【发布时间】:2015-09-08 18:27:06
【问题描述】:
我想生成整数数组的所有不同排列。该数组可能包含重复项。但我想生成所有不同的排列。我尝试了下一个排列和递归方法,这些方法往往很慢。请提出建议。
【问题讨论】:
标签: java permutation
【发布时间】:2015-09-08 18:27:06
【问题描述】:
有 n! n 个元素的不同排列。生成单个排列的成本为 n(严格),因此任何排列生成算法的最小成本将是 O(n*n!)
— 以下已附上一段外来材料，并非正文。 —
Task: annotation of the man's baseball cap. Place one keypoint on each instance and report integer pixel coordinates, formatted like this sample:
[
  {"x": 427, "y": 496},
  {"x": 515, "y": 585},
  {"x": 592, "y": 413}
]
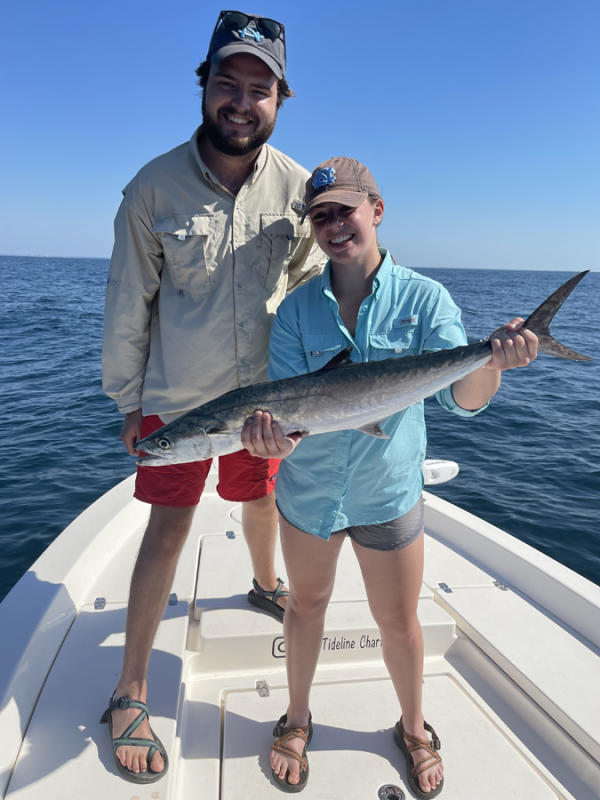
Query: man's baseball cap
[
  {"x": 236, "y": 32},
  {"x": 339, "y": 180}
]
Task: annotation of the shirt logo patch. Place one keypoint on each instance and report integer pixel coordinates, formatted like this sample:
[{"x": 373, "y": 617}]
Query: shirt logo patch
[
  {"x": 324, "y": 177},
  {"x": 406, "y": 321}
]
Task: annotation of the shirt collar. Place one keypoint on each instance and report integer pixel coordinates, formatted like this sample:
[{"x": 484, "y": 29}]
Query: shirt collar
[{"x": 385, "y": 269}]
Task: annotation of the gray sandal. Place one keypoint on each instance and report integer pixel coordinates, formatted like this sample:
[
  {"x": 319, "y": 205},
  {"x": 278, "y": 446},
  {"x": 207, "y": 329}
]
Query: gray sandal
[
  {"x": 415, "y": 769},
  {"x": 267, "y": 601},
  {"x": 284, "y": 735},
  {"x": 154, "y": 745}
]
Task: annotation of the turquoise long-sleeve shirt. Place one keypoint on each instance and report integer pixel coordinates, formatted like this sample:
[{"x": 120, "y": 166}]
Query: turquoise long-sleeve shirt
[{"x": 333, "y": 480}]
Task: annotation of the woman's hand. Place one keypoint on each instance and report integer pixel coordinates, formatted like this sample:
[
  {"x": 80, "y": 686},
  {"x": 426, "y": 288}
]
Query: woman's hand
[
  {"x": 512, "y": 346},
  {"x": 262, "y": 436}
]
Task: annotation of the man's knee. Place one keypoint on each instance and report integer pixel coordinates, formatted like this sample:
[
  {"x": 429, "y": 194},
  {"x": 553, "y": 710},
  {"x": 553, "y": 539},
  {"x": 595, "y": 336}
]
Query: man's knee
[{"x": 167, "y": 529}]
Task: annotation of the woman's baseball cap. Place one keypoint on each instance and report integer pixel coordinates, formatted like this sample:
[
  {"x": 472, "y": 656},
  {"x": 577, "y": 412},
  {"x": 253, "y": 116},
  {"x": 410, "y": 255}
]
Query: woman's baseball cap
[{"x": 339, "y": 180}]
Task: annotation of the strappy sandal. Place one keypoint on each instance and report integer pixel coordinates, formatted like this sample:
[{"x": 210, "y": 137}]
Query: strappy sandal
[
  {"x": 414, "y": 770},
  {"x": 154, "y": 745},
  {"x": 280, "y": 745},
  {"x": 267, "y": 601}
]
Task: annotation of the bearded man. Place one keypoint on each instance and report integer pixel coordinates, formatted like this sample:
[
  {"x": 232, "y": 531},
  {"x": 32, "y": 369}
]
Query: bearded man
[{"x": 208, "y": 241}]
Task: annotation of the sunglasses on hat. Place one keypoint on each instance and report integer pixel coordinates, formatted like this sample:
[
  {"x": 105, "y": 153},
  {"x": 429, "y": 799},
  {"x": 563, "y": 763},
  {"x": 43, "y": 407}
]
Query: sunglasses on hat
[{"x": 237, "y": 20}]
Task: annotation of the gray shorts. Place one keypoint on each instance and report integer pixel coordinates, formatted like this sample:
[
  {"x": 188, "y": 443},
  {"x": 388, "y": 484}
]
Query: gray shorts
[{"x": 392, "y": 535}]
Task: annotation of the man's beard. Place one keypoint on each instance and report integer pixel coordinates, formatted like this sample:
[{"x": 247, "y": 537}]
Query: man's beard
[{"x": 229, "y": 145}]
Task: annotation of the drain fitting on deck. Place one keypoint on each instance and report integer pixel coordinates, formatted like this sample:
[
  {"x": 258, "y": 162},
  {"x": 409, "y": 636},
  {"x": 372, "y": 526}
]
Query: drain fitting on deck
[{"x": 390, "y": 792}]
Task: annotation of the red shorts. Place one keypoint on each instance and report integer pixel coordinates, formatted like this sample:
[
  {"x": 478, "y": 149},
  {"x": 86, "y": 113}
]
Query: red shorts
[{"x": 242, "y": 477}]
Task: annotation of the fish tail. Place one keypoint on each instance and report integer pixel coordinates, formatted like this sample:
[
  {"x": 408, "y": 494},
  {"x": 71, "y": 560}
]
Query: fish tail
[{"x": 539, "y": 322}]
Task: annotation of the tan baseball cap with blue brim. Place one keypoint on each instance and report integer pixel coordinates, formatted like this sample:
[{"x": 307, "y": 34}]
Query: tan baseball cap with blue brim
[{"x": 237, "y": 32}]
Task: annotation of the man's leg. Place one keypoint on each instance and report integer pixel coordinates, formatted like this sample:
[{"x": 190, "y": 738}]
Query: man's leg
[
  {"x": 259, "y": 521},
  {"x": 250, "y": 480},
  {"x": 150, "y": 585}
]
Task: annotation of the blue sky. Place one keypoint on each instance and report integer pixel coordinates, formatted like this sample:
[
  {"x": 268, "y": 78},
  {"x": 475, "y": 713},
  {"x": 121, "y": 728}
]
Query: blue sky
[{"x": 480, "y": 119}]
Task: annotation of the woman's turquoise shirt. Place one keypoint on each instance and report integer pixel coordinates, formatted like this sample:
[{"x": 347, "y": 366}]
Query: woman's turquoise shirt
[{"x": 333, "y": 480}]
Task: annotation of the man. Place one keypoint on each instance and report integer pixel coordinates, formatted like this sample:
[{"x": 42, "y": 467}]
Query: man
[{"x": 208, "y": 240}]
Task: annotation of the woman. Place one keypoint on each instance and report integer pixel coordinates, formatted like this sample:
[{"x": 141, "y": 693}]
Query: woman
[{"x": 349, "y": 483}]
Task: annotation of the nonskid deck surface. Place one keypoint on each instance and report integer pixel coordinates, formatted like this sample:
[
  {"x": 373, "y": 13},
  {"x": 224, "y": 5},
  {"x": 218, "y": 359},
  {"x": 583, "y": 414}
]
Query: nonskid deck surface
[{"x": 217, "y": 685}]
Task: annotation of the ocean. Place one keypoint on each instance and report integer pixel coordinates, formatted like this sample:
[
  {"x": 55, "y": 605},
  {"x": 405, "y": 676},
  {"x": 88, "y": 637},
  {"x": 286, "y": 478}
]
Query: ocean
[{"x": 529, "y": 464}]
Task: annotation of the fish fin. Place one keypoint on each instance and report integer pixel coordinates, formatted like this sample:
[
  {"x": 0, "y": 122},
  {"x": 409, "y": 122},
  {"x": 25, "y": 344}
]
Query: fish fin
[
  {"x": 539, "y": 322},
  {"x": 342, "y": 359},
  {"x": 373, "y": 429}
]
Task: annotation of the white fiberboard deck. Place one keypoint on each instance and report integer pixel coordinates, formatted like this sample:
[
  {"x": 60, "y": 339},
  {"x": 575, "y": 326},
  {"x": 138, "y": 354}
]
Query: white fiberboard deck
[{"x": 493, "y": 689}]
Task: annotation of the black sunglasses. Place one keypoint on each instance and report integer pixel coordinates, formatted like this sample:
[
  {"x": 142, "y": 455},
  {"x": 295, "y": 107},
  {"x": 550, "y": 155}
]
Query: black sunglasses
[{"x": 236, "y": 20}]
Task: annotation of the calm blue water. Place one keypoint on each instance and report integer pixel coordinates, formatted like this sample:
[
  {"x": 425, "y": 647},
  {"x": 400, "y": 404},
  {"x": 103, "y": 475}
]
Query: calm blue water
[{"x": 530, "y": 464}]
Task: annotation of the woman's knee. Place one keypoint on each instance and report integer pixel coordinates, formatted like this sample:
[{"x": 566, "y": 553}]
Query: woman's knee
[
  {"x": 308, "y": 604},
  {"x": 400, "y": 625}
]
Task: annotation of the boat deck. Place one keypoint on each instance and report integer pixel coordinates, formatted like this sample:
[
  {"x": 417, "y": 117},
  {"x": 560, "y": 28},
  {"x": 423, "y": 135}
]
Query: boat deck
[{"x": 511, "y": 691}]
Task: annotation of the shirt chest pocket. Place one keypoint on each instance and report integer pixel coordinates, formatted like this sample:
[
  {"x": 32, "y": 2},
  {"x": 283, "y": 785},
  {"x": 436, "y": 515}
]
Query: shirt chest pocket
[
  {"x": 402, "y": 339},
  {"x": 189, "y": 247},
  {"x": 320, "y": 349},
  {"x": 280, "y": 236}
]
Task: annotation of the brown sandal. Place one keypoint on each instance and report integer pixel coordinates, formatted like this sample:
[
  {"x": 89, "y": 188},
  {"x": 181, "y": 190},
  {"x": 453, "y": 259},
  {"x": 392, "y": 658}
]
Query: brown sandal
[
  {"x": 280, "y": 745},
  {"x": 414, "y": 770}
]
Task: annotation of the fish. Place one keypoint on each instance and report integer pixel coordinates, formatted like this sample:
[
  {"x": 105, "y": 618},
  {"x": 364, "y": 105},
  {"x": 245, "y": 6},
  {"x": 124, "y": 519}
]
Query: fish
[{"x": 342, "y": 395}]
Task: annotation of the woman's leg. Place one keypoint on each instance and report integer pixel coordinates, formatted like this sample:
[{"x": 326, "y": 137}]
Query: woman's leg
[
  {"x": 310, "y": 563},
  {"x": 393, "y": 580}
]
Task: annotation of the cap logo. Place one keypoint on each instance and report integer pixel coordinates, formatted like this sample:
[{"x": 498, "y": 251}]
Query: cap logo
[
  {"x": 250, "y": 33},
  {"x": 324, "y": 177}
]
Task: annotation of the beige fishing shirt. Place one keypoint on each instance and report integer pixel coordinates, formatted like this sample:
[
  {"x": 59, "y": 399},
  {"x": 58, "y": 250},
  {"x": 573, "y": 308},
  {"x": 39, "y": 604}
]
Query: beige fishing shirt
[{"x": 196, "y": 277}]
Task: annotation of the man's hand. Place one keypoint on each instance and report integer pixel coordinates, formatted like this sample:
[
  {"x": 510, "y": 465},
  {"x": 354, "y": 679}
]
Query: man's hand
[
  {"x": 131, "y": 431},
  {"x": 263, "y": 437},
  {"x": 512, "y": 347}
]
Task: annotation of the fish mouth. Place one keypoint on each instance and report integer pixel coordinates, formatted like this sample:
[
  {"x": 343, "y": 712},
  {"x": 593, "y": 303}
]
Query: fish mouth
[{"x": 154, "y": 460}]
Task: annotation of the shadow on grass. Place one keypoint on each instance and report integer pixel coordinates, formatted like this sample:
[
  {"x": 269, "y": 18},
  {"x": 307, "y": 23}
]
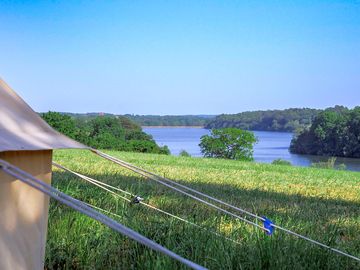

Steinhaus-Johnson-Trotter 算法就是其中一种算法。有像 Shimon Even 和其他算法(如 Heap)这样的改进,但没有一个能在 O(n*n!) 下得到它们
谷歌搜索“置换算法”可以获得几种可以实现的不同算法,尽管大多数算法使用递归,这意味着另一个堆栈步骤。 Steinhaus-Johnson-Trotter 被定义为迭代,所以不应该遇到这个问题。
这是一个 Java 实现
import java.util.Arrays;
import java.util.Iterator;
/**
* this implementation is based in Steinhaus–Johnson–Trotter algorithm and
* Shimon Even's improvement;
*
* @see https
* ://en.wikipedia.org/wiki/Steinhaus%E2%80%93Johnson%E2%80%93Trotter_algorithm
*
*/
public class Permutations implements Iterator<int[]> {
/**
* direction[i] = -1 if the element i has to move to the left, +1 to the
* right, 0 if it does not need to move
*/
private int[] direction;
/**
* inversePermutation[i] is the position of element i in permutation; It's
* called inverse permutation because if p2 is the inverse permutation of
* p1, then p1 is the inverse permutation of p2
*/
private int[] inversePermutation;
/**
* current permutation
*/
private int[] permutation;
/**
* @param numElements
* >= 1
*/
public Permutations(int numElements) {
// initial permutation
permutation = new int[numElements];
for (int i = 0; i < numElements; i++) {
permutation[i] = i;
}
// the support elements
inversePermutation = Arrays.copyOf(permutation, numElements);
direction = new int[numElements];
Arrays.fill(direction, -1);
direction[0] = 0;
}
/**
* Swaps the elements in array at positions i1 and i2
*
* @param array
* @param i1
* @param i2
*/
private static void swap(int[] array, int i1, int i2) {
int temp = array[i1];
array[i1] = array[i2];
array[i2] = temp;
}
/**
* prepares permutation to be the next one to return
*/
private void buildNextPermutation() {
// find the largest element with a nonzero direction, and swaps it in
// the indicated direction
int index = -1;
for (int i = 0; i < direction.length; i++) {
if (direction[permutation[i]] != 0
&& (index < 0 || permutation[index] < permutation[i])) {
index = i;
}
}
if (index < 0) {
// there are no more permutations
permutation = null;
} else {
// element we're moving
int chosenElement = permutation[index];
// direction we're moving
int dir = direction[chosenElement];
// index2 is the new position of chosenElement
int index2 = index + dir;
// we'll swap positions elements permutation[index] and
// permutation[index2] in permutation, to keep inversePermutation we
// have to swap inversePermutation's elements at index
// permutation[index] and permutation[index2]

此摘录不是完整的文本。